Antes as casas só tinham um tecto, não havia para onde fugir. Agora escondemo-nos todos atrás de uma porta, porque são vários os tectos, e ligamos a televisão para fingirmos que não há silêncio. Mas há. E ele enche-me a cabeça, só a cabeça, porque se há coisa que acaba esgotando são as dores, essas que, se parecem um poço sem fundo, não são: quando mais nos escavam o peito, mais duro fica o chão. E chega uma altura em que as muralhas avançaram um bocado e os canhões já não chegam aqui, também não chegam aqui. Território seguro. A ela, que é pequenina, comem-lhe as palavras. Gostava de lhe segurar no peito quando lhe falta o ar.

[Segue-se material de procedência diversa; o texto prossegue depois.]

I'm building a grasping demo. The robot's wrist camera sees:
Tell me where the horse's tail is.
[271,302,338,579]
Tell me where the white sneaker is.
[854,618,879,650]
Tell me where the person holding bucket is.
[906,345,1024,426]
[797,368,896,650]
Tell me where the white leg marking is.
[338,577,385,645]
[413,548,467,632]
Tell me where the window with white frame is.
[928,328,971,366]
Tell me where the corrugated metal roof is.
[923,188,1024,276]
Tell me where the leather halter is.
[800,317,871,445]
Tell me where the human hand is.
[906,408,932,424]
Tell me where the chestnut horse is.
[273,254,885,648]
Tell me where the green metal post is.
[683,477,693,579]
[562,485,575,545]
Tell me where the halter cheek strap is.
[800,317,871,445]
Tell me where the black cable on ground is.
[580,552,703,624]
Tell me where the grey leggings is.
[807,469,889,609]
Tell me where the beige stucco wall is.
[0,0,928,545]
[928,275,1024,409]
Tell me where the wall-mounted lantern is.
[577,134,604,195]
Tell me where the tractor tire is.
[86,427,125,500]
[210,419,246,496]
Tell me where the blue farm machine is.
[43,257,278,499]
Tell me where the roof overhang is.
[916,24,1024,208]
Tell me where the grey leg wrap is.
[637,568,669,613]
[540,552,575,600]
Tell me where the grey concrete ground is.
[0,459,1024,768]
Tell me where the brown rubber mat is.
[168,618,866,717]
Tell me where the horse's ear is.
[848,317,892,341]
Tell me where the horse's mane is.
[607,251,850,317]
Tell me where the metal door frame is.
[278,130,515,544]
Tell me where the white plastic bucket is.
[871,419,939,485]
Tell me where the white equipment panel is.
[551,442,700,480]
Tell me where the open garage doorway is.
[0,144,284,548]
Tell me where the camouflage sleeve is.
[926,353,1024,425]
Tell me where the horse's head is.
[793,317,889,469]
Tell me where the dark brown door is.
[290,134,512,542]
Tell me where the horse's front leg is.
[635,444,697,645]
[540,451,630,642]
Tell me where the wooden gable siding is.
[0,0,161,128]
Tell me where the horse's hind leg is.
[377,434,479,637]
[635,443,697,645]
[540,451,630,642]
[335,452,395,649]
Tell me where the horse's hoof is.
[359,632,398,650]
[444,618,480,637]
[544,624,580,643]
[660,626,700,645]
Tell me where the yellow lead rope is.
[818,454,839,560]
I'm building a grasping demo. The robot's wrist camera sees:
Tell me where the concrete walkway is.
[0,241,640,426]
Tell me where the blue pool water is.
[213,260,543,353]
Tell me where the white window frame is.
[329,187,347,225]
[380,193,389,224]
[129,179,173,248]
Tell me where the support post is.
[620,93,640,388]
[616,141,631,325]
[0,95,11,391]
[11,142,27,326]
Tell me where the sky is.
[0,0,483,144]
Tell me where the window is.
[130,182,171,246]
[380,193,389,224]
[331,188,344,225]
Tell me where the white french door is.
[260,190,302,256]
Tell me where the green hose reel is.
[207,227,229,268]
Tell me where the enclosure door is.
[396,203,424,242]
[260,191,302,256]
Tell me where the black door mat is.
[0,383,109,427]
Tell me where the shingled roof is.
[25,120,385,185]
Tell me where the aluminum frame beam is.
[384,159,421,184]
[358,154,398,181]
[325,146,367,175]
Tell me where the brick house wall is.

Tem calma e respira, pequenina. Espero que não dês razão aos livros, que proves a todos que és forte. Porque não, nunca te faltou amor, nunca nos faltou amor. Mas faltou felicidade, sim. Como havemos de crer em casas se a nossa tem vindo a ser desconstruída, pecinha a pecinha? E não entramos já todos ao mesmo tempo e se não fosse a televisão, não se ouviria um som. Respira, pequenina, respira. Gostava que não te fechasses no quarto, queria levar-te comigo. E fingíamos que tínhamos uma casa quentinha, que à noite nos sentamos todos no sofá e desligamos a televisão, porque temos sempre coisas para dizer. Como podemos nós crer na felicidade se a vemos ser rebatida a cada dia? Se há coisa que não nos falta é o amor. Mas há dias em que o bom senso se perde e até hoje nunca percebi porque hão-de puxar cada um para seu lado com o propósito de ver quem puxa mais longe desta vez. Não seria melhor largar a corda e ir embora, cada um em seu caminho? A destruição recíproca tem efeitos externalizadores e por mais portas que tenham as casas de hoje, uma casa não é uma casa se elas não estiverem abertas. No fundo, no fundo, só queria poder apagar-vos todas as dores e ordenar que sejam felizes. A vida é muito pequena para esta mútua destruição.